SEVENTEEN

12.3K 528 4
                                    

Setelah menyelesaikan pekerjaannya sebagai pegawai betamart, Nina melanjutkan pekerjaan lainnya sebagai buruh cuci piring disebuah jajanan malam. Jajanan malam itu merupakan tempat teramai di jakarta pusat. Nina akan memulai pekerjaannya dari pukul delapan hingga tengah malam.

Gajinya bekerja dari pagi hingga malam di betamart, tidak mampu untuk menunjang pendidikan adiknya. Karena itu, Nina berinisiatif mencari pekerjaan lainnya. Dia beruntung mendapatkan pekerjaan menjadi buruh cuci piring di tempat itu. Walau hanya bekerja hingga sore di betamart, pekerjaan lainnya sebagai buruh cuci piring mampu menutupi kekurangannya.

Aroma makanan yang menguar diudara membuat perut Nina bergerumuh. Berhubung masih ada waktu sebelum bekerja, Nina memakan roti yang dibawanya dari betamart. Setiap hari, mereka akan selalu membuat roti yang baru dan membuang yang lama. Karena merasa sayang, diam-diam pak Suryo selalu memberikannya kepada Nina. Berkat pemberian roti itu, Nina tidak perlu mengeluarkan uang untuk membeli makanan. Nina sangat bersyukur karena masih ada orang yang baik padanya.

Ketika waktunya telah tiba, Nina mengganti pakaiannya menjadi kaos yang lebih lusuh. Dia duduk disebuah kursi kecil dan menekuk kedua lututnya. Posisi itu tidak nyaman dan sering membuat kaki serta punggungnya kram. Meskipun begitu, Nina tetap bertahan dan melanjutkan pekerjaannya.

"Nina! Layani meja 8!" seru istri bos yang sedang membantu suaminya memasak.

"Baik!" sahut Nina seraya beranjak dan mengenakan celemek abu untuk menutupi kaosnya yang basah. Nina sudah tahu jika dia diminta untuk melayani, berati pelanggan tersebut adalah bule. Karena tidak ada orang lain yang bisa selain dirinya, maka dialah yang akan melayani mereka dan merekomendasikan menu.

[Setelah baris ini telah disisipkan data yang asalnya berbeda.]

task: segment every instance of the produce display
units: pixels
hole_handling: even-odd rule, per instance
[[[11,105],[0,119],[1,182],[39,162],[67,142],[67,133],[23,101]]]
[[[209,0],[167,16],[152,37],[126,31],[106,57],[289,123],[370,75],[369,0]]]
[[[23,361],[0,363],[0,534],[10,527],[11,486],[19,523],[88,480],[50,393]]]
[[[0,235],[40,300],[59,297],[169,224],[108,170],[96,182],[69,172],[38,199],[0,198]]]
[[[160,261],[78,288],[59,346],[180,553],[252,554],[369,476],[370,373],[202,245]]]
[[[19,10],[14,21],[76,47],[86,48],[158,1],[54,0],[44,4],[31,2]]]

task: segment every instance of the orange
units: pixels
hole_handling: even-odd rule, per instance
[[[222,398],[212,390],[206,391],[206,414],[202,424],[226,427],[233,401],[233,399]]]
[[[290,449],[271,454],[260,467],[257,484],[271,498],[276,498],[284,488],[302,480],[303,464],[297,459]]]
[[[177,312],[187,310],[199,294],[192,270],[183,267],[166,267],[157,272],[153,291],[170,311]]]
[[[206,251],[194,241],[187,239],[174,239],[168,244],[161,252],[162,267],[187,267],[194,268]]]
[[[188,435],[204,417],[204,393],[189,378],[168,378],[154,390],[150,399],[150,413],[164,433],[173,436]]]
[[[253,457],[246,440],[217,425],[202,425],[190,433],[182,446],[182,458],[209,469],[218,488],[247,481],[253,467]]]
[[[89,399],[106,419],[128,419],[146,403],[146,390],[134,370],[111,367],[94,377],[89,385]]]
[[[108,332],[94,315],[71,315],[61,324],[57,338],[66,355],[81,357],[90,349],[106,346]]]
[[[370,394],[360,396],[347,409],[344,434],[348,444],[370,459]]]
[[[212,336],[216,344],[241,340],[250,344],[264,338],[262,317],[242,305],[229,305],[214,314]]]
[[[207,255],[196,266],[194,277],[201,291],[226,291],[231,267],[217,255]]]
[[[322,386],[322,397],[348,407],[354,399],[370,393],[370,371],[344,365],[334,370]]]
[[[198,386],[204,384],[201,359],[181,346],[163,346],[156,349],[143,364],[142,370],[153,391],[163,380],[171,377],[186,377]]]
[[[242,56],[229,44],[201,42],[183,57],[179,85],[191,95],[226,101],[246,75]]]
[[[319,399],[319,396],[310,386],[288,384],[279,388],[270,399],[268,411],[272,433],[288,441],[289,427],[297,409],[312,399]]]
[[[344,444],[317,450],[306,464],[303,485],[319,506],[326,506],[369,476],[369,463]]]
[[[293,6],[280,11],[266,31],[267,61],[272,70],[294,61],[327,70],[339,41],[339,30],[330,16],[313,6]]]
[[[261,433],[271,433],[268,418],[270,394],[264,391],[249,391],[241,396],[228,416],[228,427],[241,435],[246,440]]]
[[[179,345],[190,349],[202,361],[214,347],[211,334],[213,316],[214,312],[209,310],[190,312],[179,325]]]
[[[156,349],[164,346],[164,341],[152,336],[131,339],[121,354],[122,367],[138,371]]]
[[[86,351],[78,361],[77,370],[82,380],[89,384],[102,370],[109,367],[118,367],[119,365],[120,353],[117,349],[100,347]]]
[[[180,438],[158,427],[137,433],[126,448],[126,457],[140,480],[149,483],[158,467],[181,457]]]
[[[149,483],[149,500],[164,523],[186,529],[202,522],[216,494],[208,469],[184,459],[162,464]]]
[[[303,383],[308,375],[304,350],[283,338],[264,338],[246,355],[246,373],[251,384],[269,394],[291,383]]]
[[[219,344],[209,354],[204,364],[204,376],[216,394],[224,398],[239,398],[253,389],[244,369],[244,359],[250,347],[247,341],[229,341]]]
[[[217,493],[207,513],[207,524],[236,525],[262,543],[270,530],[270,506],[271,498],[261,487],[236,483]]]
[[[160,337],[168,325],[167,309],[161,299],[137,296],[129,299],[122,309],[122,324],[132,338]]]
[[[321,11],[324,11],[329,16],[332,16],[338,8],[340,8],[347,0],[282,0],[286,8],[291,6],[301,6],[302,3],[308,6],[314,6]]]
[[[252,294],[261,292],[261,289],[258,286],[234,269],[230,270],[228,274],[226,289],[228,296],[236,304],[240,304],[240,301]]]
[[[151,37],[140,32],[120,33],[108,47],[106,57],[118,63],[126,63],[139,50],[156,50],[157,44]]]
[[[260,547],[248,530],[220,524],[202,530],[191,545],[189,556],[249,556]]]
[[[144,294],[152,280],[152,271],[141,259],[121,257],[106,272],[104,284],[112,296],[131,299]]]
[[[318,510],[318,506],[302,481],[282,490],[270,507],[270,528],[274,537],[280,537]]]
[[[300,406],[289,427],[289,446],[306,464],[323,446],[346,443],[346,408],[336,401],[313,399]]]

"Good Night, sir," sapa Nina dengan memo dan menu.

Bule itu lantas menoleh dan membuat Nina mengernyitkan dahinya. Dia adalah bule yang sama dengan yang ditemui sebelumnya, bule yang hampir kehilangan dompetnya. Nina tetap bersikap seadanya. Baginya, tidak perlu mengingatkan kalau mereka pernah bertemu dan melupakan soal dompet. Toh, bule itu juga akan lupa dan kembali ke negara asalnya setelah liburan atau pekerjaannya selesai.

"We meet again." Ucapan singkat dari bule itu membuat Nina terkejut. Bule itu masih mengingatnya. 

Sebagai jawaban, Nina hanya memberikan senyum singkat dan memberikan menu. "Here your menu, sir. I recommend our porridge. It's not to supper and quite light. Which one do you prefer? Chicken or seafood?"

"Seafood please. And thank you for returning my wallet." 

Senyum dari bule itu mampu membuat Nina terpesona. Dia memang sering melayani bule tetapi tidak pernah bertemu yang setampan ini. Yang membuat Nina semakin tertarik adalah warna mata abu-abunya yang unik. Warnanya begitu cerah ditengah gemerlapnya lampu malam.

"Is there anything else?" tanya Nina ulang untuk mengkonfirmasi. Dia sempat menoleh kearah tumpukkan piring kotor yang tiba-tiba bertambah. Piring-piring itu harus segera dibersihkan jika tidak mereka tidak akan sempat untuk menyajikan seiring bertambahnya pelanggan.

"No. Can i have a moment with you please?" 

Nina berhasil mempertahankan wajahnya untuk tidak terkejut. Dia sudah biasa mendapat ajakan seperti itu dari bule ataupun pelanggan hidung belang lainnya. Tanpa perlu berpikir dua kali, Nina sudah tahu kemana arah ajakan itu. Rasa kagumnya seketika runtuh karena bule itu tidak ada bedanya dengan laki-laki mesum lainnya.

"Sorry, sir. I still have work to do. Please wait a moment. Other waitress will bring your food," tolak Nina dengan sopan. Buru-buru dia menjauhi bule itu dan menyerahkan menu kepada pegawai lainnya. Ketika Nina ingin melanjutkan pekerjaannya, dia mendengar seseorang memanggil namanya.